When an application hangs, the application is probably in a long (possibly endless) loop. Windows keeps giving the application a short time to run and doesn't notice this (unless you want to interact with the application and it doesn't respond within a second). This is the first type of 'crash'.

In the second type, a real crash, some serious error occurred so that Windows cannot let the program continue. For example, the program attempts to write to a memory area that is reserved for some other program or Windows itself. The processor has a build-in mechanism which generates an interrupt (sort of event for the processor) when this happens. Windows is programmed to react on this interrupt, and because it has no way to fix the problem, it will treat the program as being 'crashed' and will terminate it immediately.

As mentioned, writing to the wrong memory address causes an (protection) interrupt by the processor automatically. Other things which may cause such an interrupt for an unrecoverable error are amongst others:

• Reading from an unallowed memory address
• Insufficient memory for this specific application (however, paging mostly removes this problem)
• Attempt to execute unexecutable memory (for example, data)
• Jumping to an invalid address (e.g. in the middle of a machine instruction)

Windows constructs special tables which are used by the Memory Management Unit (MMU) on the processor, which contains information about which areas of the memory the current process can access. For each process, this table is different. Obviously, because each process resides at a different location in memory, and it has to be able to access its own data and code.

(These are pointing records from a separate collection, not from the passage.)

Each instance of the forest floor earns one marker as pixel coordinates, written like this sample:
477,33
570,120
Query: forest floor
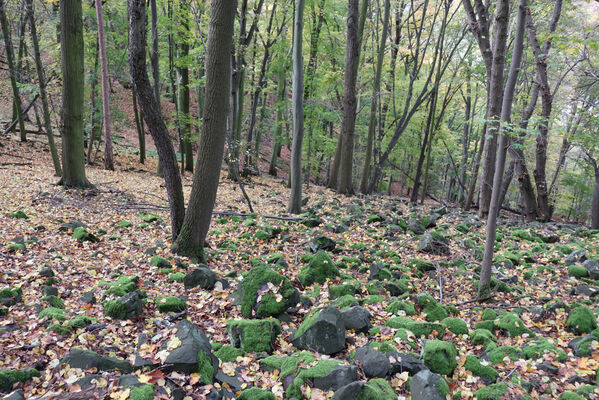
523,335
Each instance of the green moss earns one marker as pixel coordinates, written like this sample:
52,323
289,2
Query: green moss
205,368
498,354
256,394
52,313
440,357
318,269
122,286
115,309
482,337
8,377
176,277
228,353
170,304
81,321
397,305
578,271
455,325
511,323
145,392
492,392
254,335
484,371
581,320
269,305
159,261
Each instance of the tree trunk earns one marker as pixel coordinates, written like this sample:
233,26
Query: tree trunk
42,85
151,113
73,159
295,198
484,285
108,156
348,124
376,87
190,241
11,69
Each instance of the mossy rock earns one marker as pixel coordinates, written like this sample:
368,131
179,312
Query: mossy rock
511,323
170,304
52,313
497,355
228,353
8,377
455,325
474,365
83,235
256,394
280,293
581,320
318,270
254,335
160,262
482,337
398,305
493,392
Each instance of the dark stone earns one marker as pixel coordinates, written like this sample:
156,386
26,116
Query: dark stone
325,334
202,276
425,386
85,359
356,318
342,375
374,363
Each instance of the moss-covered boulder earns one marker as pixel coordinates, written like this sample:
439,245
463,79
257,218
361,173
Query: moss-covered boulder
254,335
170,304
318,270
581,320
266,293
322,331
440,356
8,377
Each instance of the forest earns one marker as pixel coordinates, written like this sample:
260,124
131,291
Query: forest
299,199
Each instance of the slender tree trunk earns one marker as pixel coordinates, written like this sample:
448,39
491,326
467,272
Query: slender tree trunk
151,113
190,241
376,87
295,199
42,85
484,286
108,156
348,125
11,69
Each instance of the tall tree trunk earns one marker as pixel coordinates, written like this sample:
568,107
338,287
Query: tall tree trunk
190,241
108,156
42,85
151,113
484,285
376,87
73,159
348,124
11,69
295,198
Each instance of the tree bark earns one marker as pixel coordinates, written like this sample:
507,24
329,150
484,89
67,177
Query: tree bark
190,241
151,113
295,198
348,125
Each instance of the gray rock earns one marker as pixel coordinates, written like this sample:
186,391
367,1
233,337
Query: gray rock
374,363
425,386
342,375
202,276
325,334
356,318
86,359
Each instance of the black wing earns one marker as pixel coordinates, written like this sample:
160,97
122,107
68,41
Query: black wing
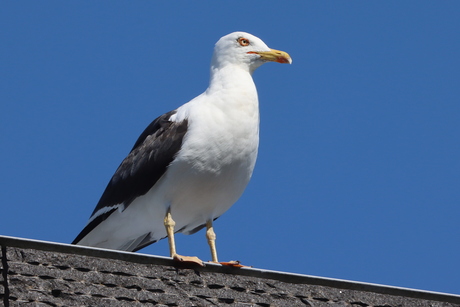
153,151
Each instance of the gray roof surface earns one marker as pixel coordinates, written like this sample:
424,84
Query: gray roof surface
55,274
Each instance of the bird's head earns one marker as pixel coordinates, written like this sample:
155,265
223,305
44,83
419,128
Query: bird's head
246,50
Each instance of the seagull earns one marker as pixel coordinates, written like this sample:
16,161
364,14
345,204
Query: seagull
190,165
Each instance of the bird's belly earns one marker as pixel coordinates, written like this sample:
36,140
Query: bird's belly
204,193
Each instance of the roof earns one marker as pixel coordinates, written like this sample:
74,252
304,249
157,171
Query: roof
59,274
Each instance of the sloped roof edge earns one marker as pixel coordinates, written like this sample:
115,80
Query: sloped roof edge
210,267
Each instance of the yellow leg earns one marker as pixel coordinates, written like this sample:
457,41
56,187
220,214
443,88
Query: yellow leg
169,224
211,236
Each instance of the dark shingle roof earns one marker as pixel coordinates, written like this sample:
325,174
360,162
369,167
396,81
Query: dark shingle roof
52,274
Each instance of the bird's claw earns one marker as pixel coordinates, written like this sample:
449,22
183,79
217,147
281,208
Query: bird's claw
188,259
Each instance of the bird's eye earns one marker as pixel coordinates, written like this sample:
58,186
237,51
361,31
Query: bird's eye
243,41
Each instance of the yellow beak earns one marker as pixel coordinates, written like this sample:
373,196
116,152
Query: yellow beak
274,56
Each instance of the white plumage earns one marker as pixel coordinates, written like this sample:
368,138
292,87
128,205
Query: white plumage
196,160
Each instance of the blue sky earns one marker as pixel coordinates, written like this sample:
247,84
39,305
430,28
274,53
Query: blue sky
358,175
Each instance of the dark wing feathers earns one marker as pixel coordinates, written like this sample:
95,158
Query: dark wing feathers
153,151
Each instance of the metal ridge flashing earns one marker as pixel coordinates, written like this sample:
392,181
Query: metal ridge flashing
211,267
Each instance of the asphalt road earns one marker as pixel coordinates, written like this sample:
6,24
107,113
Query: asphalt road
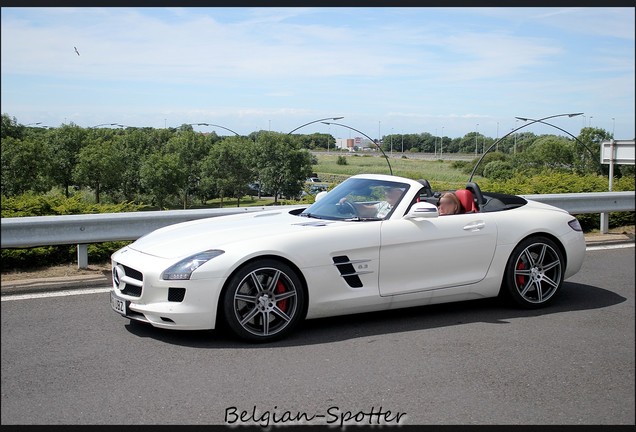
69,359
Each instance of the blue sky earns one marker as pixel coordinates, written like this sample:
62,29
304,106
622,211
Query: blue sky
447,71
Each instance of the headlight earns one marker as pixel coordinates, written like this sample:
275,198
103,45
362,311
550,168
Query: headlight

So the OS using special access tables, combined with protection interrupts fired by the processor, are mainly the reason that a program doesn't take the whole operating system with it. Otherwise, timesharing allows the rest of the OS and programs to continue when a program is hanging.

Answer 5

In early windows, there was no real isolation between processes, and no real preemptive scheduling. Multiple processes had share the system resources in something known as 'cooperative multitasking'. So if one process stopped cooperating, even by accident, your whole system was toast.

Modern OS's, (and windows, since NT/2K anyway) isolate processes from one another by use of virtual memory, and control is periodically transferred from one process to the next by a hardware interrupt driven timing mechanism known as preemptive multitasking. If one process goes bonkers and gets into a tight loop, it's only a matter of time (milliseconds!) before the dud process is preempted, the OS gets control, and transfers it to the next process. If a process goes berserk and dereferences a bad pointer, it cannot corrupt another process's data because the memory management unit (MMU) has each process's virtual memory mapped to different areas of physical memory.

Now, detecting when a program is off the rails is another matter. Maybe you WANT to spin in a tight loop, is it up to the OS to decide that's a crash? So generally you don't see a program that's gone into a loop terminated, but you will see it load down the CPU. How much load depends on how details of the OS scheduler, but generally the system soldiers on. Bad pointers are easier to recognize, the null pointer being the most obvious one. Modern CPUs usually have segment descriptors that can be used to recognize when an illegal memory reference has been attempted, for example, using up all the stack space allotted to the process. The MMU will usually allow programs fairly liberal access to the address space, but if the OS designer so desires, the MMU can be configured to put certain virtual addresses off limits, and if a program tries to access one of these areas, an exception will result which will let the OS immediately seize control and deal with the offending process.